= Leticia Remauro =

American writer

Leticia M. Remauro is an American businesswoman, politician, and author. In her campaign for Staten Island borough president in 2021, she placed third in the primary election for the Republican Party nomination, and placed third in the general election as the Conservative Party candidate. In 2020, at a rally protesting COVID-19 restaurant closures by Governor Andrew Cuomo and Mayor Bill de Blasio, Remauro used the phrase "Heil Hitler" while criticizing Sheriffs' enforcement of the safety regulations.

==Career==
===Political involvement===
Remauro was the Republican candidate for New York State Assembly 60th District in 1994, running against then-incumbent Eric Vitaliano. She also ran as an Alternate Delegate to the Republican National Convention in 2000, and served as a Staten Island representative of Mayor Rudolph Giuliani and Governor George Pataki.

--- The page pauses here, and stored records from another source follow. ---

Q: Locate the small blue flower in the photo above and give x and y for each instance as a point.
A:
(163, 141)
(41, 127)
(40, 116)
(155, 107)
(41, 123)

From 1999 to 2002, Remauro served as Chair of the Richmond County Republican Committee. Remauro also served as Executive Director of New York State Victory 2000, a political organization created by the New York Republican State Committee to oversee the 2000 presidential election in New York State.

Remauro served as Chair of Staten Island Community Board 1 from 2009 to 2015. During her tenure, the board voted to approve the New York Wheel and Empire Outlets adjacent to the St. George Ferry Terminal and created a plan for the North Shore Waterfront Greenway Trail.

Remauro is the president and CEO of The Von Agency, Public Relations, Inc. based out of Staten Island, which provides publicity and social media for politician Nicole Malliotakis and controversial artist Scott LoBaido. In 2016, Remauro was named one of Staten Island's 50 most influential residents (excluding elected officials) by City & State magazine.

On November 5, 2018, she announced her bid for Staten Island borough president, three years ahead of the election. Remauro, who revealed her plans on Spectrum News NY1, said she thought she could better serve Staten Island in Borough Hall. "The rumor is true. I'm looking at the borough presidency in 2021," said Remauro. "I love Staten Island, I love my community. I was chair of the community board for some of the biggest land use deals, so I think I can serve my community." She placed third in the 2021 Republican primary, and continued running as the Conservative Party candidate.

Remauro was criticized when she compared COVID-19 safety regulations to the policies of Adolf Hitler. In a selfie video that she posted to social media during a local protest on December 2, 2020, she lambasted Sheriffs' deputies and claimed to be there "to stand up for our right, the right to pay taxes so that we can pay the salaries of these good men and women, who yes, are only doing their job, but not for nothing, sometimes you got to say 'Heil Hitler,' not a good idea to send me here, we're not going to do it." Trump endorsed Republican candidate Vito Fossella, who went on to win the position.

===Community involvement===
Remauro serves as secretary of the Staten Island Downtown Alliance, a local development corporation with a mission of attracting and retaining small business in the Downtown Staten Island area.

===Author===
Remauro is the author of two self-published books, Patric's Saga and I'm Not Fat, I'm Just Big Boned and Other Lies We Tell Ourselves.